Democrat Walter Mondale protested that the wars had bipartisan support, and post–debate surveys indicated that a majority of viewers felt Dole's comments were unduly harsh.
"Does he really mean that there was a partisan difference over our involvement in the fight against Nazi Germany?" Mondale asked incredulously, echoing the response of many viewers.
In his book about the 1976 campaign, "Marathon," Jules Witcover wrote:
"[A]s I sat at my typewriter at the Washington Post, watching the debate on television and writing the article about it against a late deadline, I thought of Richard Nixon," Witcover wrote. "It was reminiscent of Nixon's seesaw performance at his famous 'last press conference' of 1962 ... There was a nervous, erratic quality about Dole, a carelessness. He spun off snide remarks almost as if he were unaware of the huge television audience or, perhaps more accurately, as if he were intentionally disdainful of it."
I always felt Witcover was on target in his assessment of Dole, and the characterization of his comments during the debate as "snide" describes them perfectly.
As he got older, Dole's personality seemed to mellow, but, in 1976, his brashness simply rubbed a lot of people the wrong way.
I never felt that he was much of a plus for the Republican ticket to begin with — and he certainly wasn't on this night 35 years ago.
In hindsight, Ford might have been better served by retaining the vice president he appointed when he succeeded Nixon — Nelson Rockefeller. But conservative Republicans, who were in the process of seizing control of the party, would not have stood for that — even if it could have been satisfactorily demonstrated to them that Rockefeller's more amiable personality went over better with mainstream voters.

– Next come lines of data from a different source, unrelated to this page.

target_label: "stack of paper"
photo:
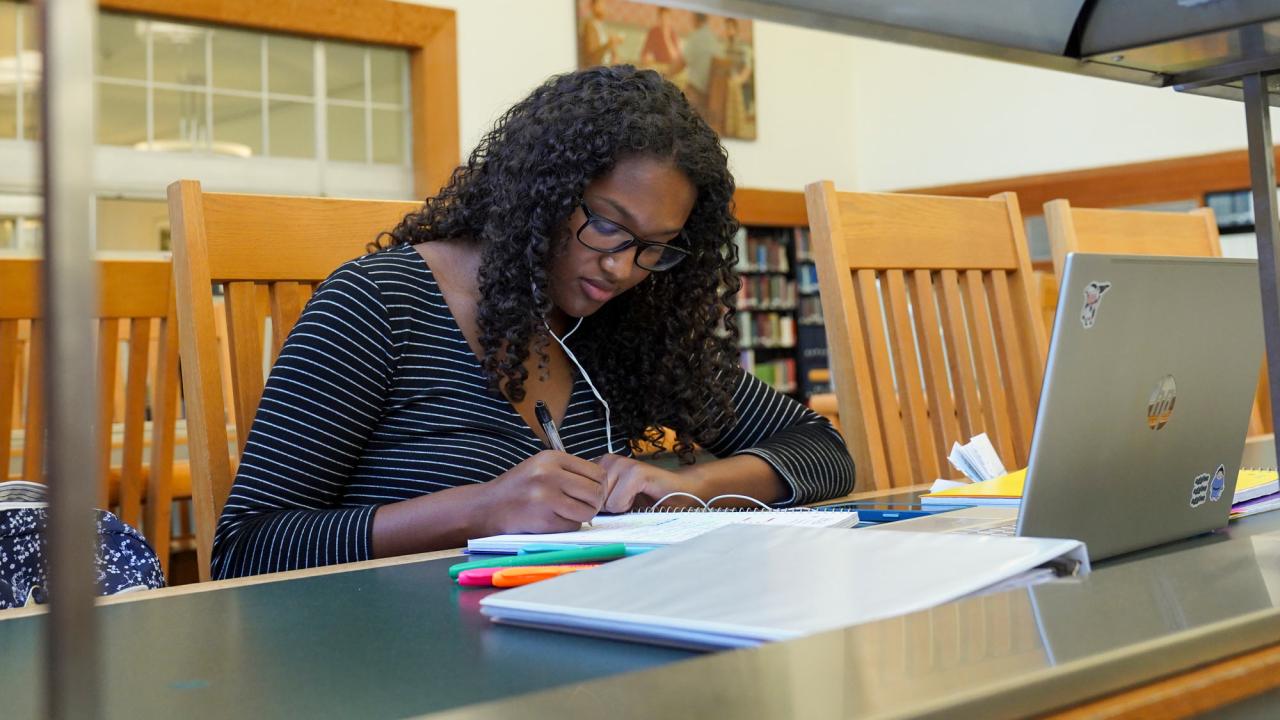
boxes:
[1231,469,1280,519]
[481,524,1090,651]
[923,467,1279,512]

I often think too much emphasis is placed on the vice presidential nomination — as if observers expect the running mate to become president automatically, but we've had seven vice presidents since Ford became president and only one has gone on to become president — and he did so mostly because he had the good fortune to run in the wake of a popular president who was prohibited by law from seeking a third term.

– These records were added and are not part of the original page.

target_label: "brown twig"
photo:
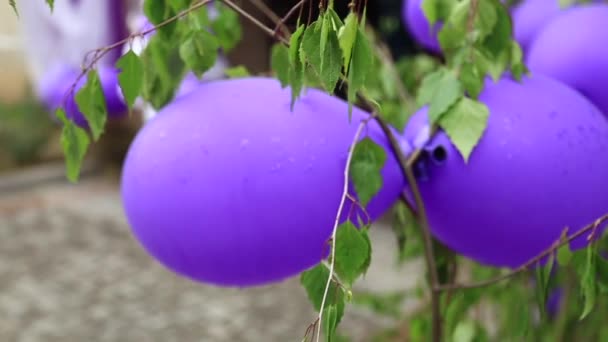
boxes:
[439,214,608,291]
[247,0,291,39]
[222,0,289,45]
[272,0,307,38]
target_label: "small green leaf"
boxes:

There is also too much emphasis on — and too little historical evidence to demonstrate — the running mate's potential to attract voters who have not been enthusiastic about the presidential nominee. In 1976, Dole was expected to help win over conservatives who opposed Ford in the primaries, thus uniting the party for victory in November.
But that didn't happen.
And I don't think replacing Biden with anyone, Hillary or anyone else, is the answer for what ails Obama.

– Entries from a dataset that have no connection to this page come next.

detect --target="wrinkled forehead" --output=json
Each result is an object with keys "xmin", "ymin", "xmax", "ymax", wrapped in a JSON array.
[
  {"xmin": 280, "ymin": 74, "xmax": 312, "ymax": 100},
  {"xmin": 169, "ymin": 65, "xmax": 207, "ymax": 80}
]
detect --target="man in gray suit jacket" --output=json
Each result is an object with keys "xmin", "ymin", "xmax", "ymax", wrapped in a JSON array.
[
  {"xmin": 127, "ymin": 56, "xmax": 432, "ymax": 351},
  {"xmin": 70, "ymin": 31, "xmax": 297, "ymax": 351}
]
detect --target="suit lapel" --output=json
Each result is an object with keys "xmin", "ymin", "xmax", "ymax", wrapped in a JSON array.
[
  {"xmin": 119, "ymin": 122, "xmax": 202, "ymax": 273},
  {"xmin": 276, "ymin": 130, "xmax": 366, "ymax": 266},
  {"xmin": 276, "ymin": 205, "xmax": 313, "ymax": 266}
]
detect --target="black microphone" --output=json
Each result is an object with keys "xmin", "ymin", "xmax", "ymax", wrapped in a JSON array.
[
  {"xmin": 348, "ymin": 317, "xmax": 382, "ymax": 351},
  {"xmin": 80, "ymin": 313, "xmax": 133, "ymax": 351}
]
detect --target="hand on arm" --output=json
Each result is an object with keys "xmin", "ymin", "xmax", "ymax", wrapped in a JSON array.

Like the criticism that historians often have of generals, that they are guilty of fighting the last war, not the latest one. The groups that preferred Hillary over Obama in 2008 wanted her to be president, not vice president, and I've seen no evidence that those groups would be more favorably inclined to support Obama now than they were then.
When I was growing up, the conventional wisdom about running mates was that, at best, they should do no harm to the ticket. They were even expected to help the ticket, to a certain extent, but not to win the election for the ticket.
That was — and, as far as I can tell, still is — the presidential nominee's responsibility.